Terremoto na Colômbia ameaça exportações e pressiona mercado global de café

Bloqueios dificultam o acesso ao porto de Buenaventura e podem atrasar embarques de um dos maiores produtores mundiais de café.

João Victor Almeida - Foto: Divulgação

8/12/20262 min read

Um terremoto de magnitude 7,4 que atingiu a Colômbia na segunda-feira (10) provocou impactos importantes na infraestrutura de transporte do país e passou a preocupar também o mercado internacional de café. Deslizamentos e bloqueios rodoviários dificultam o transporte do grão das principais regiões produtoras e processadoras até o porto de Buenaventura, no Pacífico, principal corredor de exportação utilizado pelo setor cafeeiro colombiano.

A situação ganha relevância pela posição da Colômbia no mercado mundial. O país está entre os maiores produtores e exportadores de café e possui forte participação no segmento de arábica lavado, utilizado por grandes torrefadoras e valorizado no comércio internacional. Na safra 2024/25, a produção colombiana ficou em aproximadamente 14,8 milhões de sacas de 60 kg, enquanto as exportações somaram cerca de 13 milhões de sacas em 2025.

O principal problema neste momento é logístico. Segundo a Associação Nacional de Exportadores de Café da Colômbia (Asoexport), mais de 60% das exportações de café do país passam por Buenaventura. Com importantes acessos rodoviários comprometidos, cargas que estão no interior enfrentam dificuldades para chegar ao terminal, criando risco de atrasos nos embarques internacionais.

O impacto também alcança o chamado Eixo Cafeeiro colombiano, que concentra importantes estruturas de processamento e comercialização em cidades como Manizales, Pereira, Armenia e Cartago. Mesmo quando o café já foi colhido e beneficiado, as dificuldades de transporte podem impedir que o produto avance para a etapa de exportação. Outras regiões produtoras, como Huila, Tolima, Cauca e Nariño, também enfrentam problemas para encontrar caminhões e alternativas logísticas.

Caso as restrições permaneçam por vários dias, o volume represado pode se tornar significativo. A Colômbia exporta aproximadamente 1 milhão de sacas por mês. A Asoexport estima que uma semana de interrupções poderia comprometer temporariamente o fluxo equivalente a cerca de 250 mil sacas, envolvendo centenas de caminhões e mais de 1.000 contêineres. Trata-se de uma projeção do fluxo potencial afetado, e não necessariamente do volume que já está parado.

O gargalo pode atingir também os próprios cafeicultores. Se as empresas não conseguirem retirar o café processado de suas instalações, haverá menos espaço para receber novos lotes. Com isso, exportadores podem ser obrigados a diminuir o processamento e, em um cenário prolongado, reduzir temporariamente as compras de café dos produtores.
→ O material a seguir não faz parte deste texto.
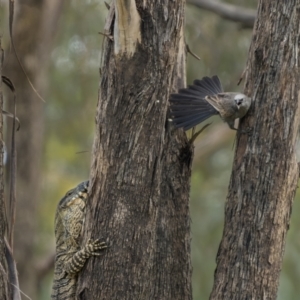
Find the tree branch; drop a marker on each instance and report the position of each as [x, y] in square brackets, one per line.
[245, 16]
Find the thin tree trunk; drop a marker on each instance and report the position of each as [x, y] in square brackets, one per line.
[265, 171]
[35, 24]
[140, 175]
[3, 224]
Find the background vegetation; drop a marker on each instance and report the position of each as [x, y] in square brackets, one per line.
[69, 112]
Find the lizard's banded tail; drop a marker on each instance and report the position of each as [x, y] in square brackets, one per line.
[189, 107]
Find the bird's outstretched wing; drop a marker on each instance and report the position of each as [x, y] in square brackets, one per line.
[189, 107]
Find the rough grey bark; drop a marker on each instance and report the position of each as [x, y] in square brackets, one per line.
[140, 175]
[3, 224]
[34, 28]
[265, 171]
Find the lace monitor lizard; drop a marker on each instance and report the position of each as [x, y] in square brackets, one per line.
[70, 258]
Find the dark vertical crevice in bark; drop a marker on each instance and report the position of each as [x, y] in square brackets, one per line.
[140, 175]
[3, 276]
[265, 172]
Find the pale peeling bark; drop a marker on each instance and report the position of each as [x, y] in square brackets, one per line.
[127, 33]
[265, 171]
[140, 175]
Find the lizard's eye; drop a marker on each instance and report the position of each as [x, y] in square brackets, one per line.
[239, 101]
[69, 192]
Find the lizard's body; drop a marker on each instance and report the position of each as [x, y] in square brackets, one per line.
[70, 258]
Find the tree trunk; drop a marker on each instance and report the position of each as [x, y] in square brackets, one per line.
[265, 171]
[140, 175]
[3, 224]
[34, 28]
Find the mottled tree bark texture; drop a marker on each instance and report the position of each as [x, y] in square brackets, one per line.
[140, 175]
[265, 172]
[3, 272]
Como alternativa, empresas estudam redirecionar parte dos embarques para portos da costa do Caribe, como Cartagena e Santa Marta. A estratégia, porém, envolve viagens terrestres mais longas, disponibilidade de caminhões, custos adicionais e rotas que também podem apresentar bloqueios ou dificuldades provocadas pelo terremoto.

Os reflexos já são acompanhados pelo mercado internacional. O café arábica apresentou valorização em Nova York em meio às preocupações com a disponibilidade global. A situação colombiana se soma a outros fatores que já mantêm o mercado sensível, como estoques reduzidos e incertezas climáticas relacionadas ao El Niño.

Se as estradas forem rapidamente liberadas, parte dos impactos poderá ficar concentrada em atrasos pontuais. Entretanto, uma interrupção prolongada pode comprometer cronogramas de entrega, elevar custos logísticos e aumentar a disputa por determinados tipos de café. Por isso, a velocidade de recuperação das rodovias e a normalização do acesso a Buenaventura serão decisivas para determinar o tamanho real do impacto sobre o mercado mundial de café.